Story of VISIONEERS: Wie fing alles an....

Ihr interessiert euch für VISIONEERS e.V.? Hier könnt ihr lesen, wie alles begann.


Zunächst etwas zu mir:

Mein Name ist Natascha Tepass, ich bin 30 Jahre alt, in Berlin geboren und dort aufgewachsen.

Aber wie kam es nun dazu, dass ich auf die Idee kam, ein Social Startup zu gründen, welches auch noch zum Großteil in Lateinamerika agiert?

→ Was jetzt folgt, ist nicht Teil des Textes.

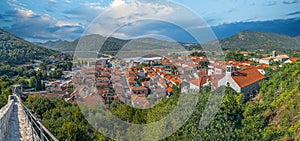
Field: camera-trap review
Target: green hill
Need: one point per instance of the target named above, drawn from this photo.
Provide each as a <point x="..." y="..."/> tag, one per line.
<point x="15" y="50"/>
<point x="245" y="40"/>
<point x="253" y="40"/>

Schon als kleines Kind habe ich mich für die Gerechtigkeit anderer eingesetzt und wollte mit dem was ich tue einen Unterschied machen. Mit 28 Jahren hatte ich dann beruflich schon einiges erreicht. Ich hatte ein Studium absolviert, in über sieben Ländern gelebt und gearbeitet, beherrschte vier Sprachen fließend und war mehrere Jahre erfolgreich in der Wirtschaft tätig. Alles lief wie geplant, Außerdem hatte ich schon mein erstes Social Startup in Brasilien gegründet (www.go-brazil.org).

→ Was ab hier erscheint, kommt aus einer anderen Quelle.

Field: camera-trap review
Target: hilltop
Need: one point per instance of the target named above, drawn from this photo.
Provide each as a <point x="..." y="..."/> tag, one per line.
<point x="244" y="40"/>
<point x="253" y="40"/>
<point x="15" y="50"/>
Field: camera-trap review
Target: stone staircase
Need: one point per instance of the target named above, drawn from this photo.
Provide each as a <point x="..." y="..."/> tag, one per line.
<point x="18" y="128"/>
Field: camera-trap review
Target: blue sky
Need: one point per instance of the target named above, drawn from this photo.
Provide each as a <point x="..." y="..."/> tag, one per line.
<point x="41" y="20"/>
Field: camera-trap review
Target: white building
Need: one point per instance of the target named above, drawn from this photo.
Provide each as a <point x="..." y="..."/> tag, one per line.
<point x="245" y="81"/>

Trotz meines beruflichen Erfolges war ich nicht zufrieden, quälte mich morgens aus dem Bett und erinnerte mich immer wieder an meine Freiwilligeneinsätze in Lateinamerika, wo ich viele Menschen in schwerer Not und Armut kennengelernt hatte. Mich quälte der Gedanke, jeden Tag im Büro festzusitzen und anderen Menschen nicht helfen zu können. Außerdem begegnete ich immer mehr Menschen, die ebenso unzufrieden mit ihrer beruflichen Situation waren und die ihr Know-How und ihre Talente für etwas Sinnvolles nutzen wollten. Mein Wunsch wuchs, Menschen neue Visionen zu schenken, um über den eigenen Tellerrand hinauszuschauen. So entstand nach und nach die Idee ein Social Startup zu gründen.

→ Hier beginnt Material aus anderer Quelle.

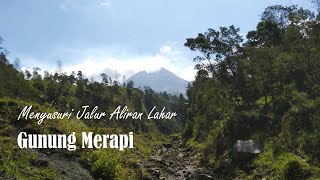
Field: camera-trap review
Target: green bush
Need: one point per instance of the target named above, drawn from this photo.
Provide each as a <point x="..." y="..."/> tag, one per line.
<point x="294" y="170"/>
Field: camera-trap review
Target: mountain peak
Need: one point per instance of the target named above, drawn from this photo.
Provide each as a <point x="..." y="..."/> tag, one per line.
<point x="160" y="81"/>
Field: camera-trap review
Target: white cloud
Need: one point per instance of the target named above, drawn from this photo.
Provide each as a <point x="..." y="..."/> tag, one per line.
<point x="93" y="62"/>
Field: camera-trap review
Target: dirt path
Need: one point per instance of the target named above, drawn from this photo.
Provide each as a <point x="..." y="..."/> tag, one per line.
<point x="170" y="161"/>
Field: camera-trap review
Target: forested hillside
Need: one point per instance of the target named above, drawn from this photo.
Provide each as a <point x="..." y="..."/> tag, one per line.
<point x="252" y="112"/>
<point x="263" y="87"/>
<point x="62" y="92"/>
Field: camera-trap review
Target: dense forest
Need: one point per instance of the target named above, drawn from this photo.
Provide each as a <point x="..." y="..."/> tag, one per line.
<point x="264" y="87"/>
<point x="48" y="92"/>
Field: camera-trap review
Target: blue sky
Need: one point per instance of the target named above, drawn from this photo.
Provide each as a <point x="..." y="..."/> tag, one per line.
<point x="126" y="36"/>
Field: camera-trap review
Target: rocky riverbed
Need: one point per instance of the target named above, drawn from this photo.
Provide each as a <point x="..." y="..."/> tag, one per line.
<point x="172" y="161"/>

Anfang 2014 habe ich trotz vieler Kritik in meinem privaten Umfeld meine Arbeitsstelle bei der Botschaft von Chile in Berlin beendet. In meiner freien Zeit habe ich mich dann auf eine Entdeckungsreise begeben: ich habe ein Konzept erstellt, mich auf Förderprogramme für Gründungszuschüsse und Stipendien beworben, NGOs in Lateinamerika besucht u.v.m. Nach monatelanger Vorbereitung war es soweit dann endlich soweit und der Verein VISIONEERS e. V. wurde Anfang 2015 ins Leben gerufen. VISIONEERS e. V. setzt sich für eine Welt ein, in der Individuen ihre Talente effektiv nutzen können, um das Leben anderer nachhaltig zu verändern und den sozialen Wandel mitzugestalten.


VISONEERS e. V. steckt noch in den Kinderschuhen, es erfüllt mich aber auch jetzt schon mit großer Freude, anderen Menschen ein Vorbild zu sein und an ihre Visionen zu glauben.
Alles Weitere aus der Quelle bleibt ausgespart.